HomeTechRogers, Shaw merger to hurt Canadians

Rogers, Shaw merger to hurt Canadians


An economics professor says the large winners of Rogers Communications Inc.’s $26-billion proposed takeover of Shaw Communications Inc. can be the telecoms’ households and that low-income Canadians can be hit the toughest.

Speaking earlier than the Competition Tribunal Friday, Dalhousie University’s Lars Osberg stated low-income Canadians, who’re already going through inflationary pressures, will really feel probably the most ache if telecom costs enhance because of the merger.

Osberg stated entry to cell telephones and connectivity is simply as important as meals in immediately’s digital age.

Rogers pushed again towards Osberg’s claims, pointing to the CRTC’s choice to approve the deal, noting that the regulator examined how the merger would impression client pursuits, together with low-income households, seniors and folks with disabilities, earlier than doing so.

Rogers additionally referred to the Canadian Radio-television and Telecommunications Commission’s 2021 evaluation of wi-fi companies the place it lays out the expectation that telecom firms provide a low-cost plan, which it affords by way of its Fido model.

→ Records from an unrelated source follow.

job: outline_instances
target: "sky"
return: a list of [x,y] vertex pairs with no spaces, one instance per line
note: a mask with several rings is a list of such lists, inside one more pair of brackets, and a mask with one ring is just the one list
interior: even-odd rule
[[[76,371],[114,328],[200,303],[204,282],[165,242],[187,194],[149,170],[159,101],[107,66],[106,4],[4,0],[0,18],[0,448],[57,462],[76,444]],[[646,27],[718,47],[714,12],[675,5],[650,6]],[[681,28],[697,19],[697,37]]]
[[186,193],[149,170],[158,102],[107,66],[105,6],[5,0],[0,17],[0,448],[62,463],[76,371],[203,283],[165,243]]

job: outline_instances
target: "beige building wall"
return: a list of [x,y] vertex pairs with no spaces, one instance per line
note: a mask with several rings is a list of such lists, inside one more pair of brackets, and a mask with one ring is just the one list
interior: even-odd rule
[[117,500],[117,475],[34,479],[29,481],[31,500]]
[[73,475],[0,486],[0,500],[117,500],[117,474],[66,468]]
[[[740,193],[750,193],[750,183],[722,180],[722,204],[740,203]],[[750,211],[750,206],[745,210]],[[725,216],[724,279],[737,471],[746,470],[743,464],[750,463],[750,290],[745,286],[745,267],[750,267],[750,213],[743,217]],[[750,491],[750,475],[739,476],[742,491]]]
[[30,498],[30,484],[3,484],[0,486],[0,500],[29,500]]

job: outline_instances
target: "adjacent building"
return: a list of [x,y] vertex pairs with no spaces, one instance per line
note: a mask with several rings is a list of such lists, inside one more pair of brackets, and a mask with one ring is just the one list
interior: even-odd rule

Additionally, Rogers pointed to the corporate’s intention to prolong its Connected for Success wireline program to Western Canada if the deal is accepted. The program affords high-speed web and bundled companies at a reduced worth to low-income Canadians.

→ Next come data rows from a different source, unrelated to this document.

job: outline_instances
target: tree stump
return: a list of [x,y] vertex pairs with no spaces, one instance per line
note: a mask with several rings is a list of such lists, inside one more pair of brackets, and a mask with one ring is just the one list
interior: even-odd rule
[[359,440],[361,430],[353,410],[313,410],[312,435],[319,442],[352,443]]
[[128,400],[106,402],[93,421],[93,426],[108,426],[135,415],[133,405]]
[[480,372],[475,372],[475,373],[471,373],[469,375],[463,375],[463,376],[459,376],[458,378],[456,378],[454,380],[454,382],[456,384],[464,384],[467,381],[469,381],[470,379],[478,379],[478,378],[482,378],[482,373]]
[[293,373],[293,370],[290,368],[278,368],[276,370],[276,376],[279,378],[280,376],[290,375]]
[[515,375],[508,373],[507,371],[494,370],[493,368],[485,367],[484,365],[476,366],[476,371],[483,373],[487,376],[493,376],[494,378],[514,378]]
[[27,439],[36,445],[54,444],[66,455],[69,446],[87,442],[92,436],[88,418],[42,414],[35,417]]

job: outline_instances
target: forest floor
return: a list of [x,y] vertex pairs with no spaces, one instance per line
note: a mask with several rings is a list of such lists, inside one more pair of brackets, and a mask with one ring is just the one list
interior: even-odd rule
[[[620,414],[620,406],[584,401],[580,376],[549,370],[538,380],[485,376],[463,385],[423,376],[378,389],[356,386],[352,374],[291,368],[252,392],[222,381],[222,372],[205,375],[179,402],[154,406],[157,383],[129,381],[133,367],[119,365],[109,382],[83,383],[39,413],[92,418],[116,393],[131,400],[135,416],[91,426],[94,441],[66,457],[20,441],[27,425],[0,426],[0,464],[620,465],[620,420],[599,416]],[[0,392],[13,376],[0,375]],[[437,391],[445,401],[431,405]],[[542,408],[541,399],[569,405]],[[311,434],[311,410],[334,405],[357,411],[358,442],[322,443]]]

Rogers stated it plans to introduce a Connected for Success wi-fi program nationally as properly if the deal is accepted.

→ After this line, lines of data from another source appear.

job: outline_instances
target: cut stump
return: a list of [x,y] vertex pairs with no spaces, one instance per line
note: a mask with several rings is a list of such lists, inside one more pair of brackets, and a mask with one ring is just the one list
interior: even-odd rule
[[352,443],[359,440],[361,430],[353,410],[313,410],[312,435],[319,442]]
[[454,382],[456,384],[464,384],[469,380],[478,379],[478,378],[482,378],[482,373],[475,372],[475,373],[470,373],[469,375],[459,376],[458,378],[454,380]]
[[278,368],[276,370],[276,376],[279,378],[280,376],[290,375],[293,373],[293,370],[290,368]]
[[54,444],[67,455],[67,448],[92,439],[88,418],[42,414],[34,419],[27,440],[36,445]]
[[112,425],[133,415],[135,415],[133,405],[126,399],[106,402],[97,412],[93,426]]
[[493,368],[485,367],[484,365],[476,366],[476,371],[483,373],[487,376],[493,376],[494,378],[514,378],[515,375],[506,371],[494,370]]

The listening to earlier than the Competition Tribunal is predicted to final till mid-December and goals to resolve the deadlock between the Commissioner of Competition, who desires to block the deal, and Rogers and Shaw.

The Competition Bureau is certainly one of three regulatory businesses that should approve the deal, as well as to the CRTC and Innovation, Science and Economic Development Canada.

Rogers desires to shut the Shaw deal by the tip of the yr, with a attainable additional extension to Jan. 31, 2023.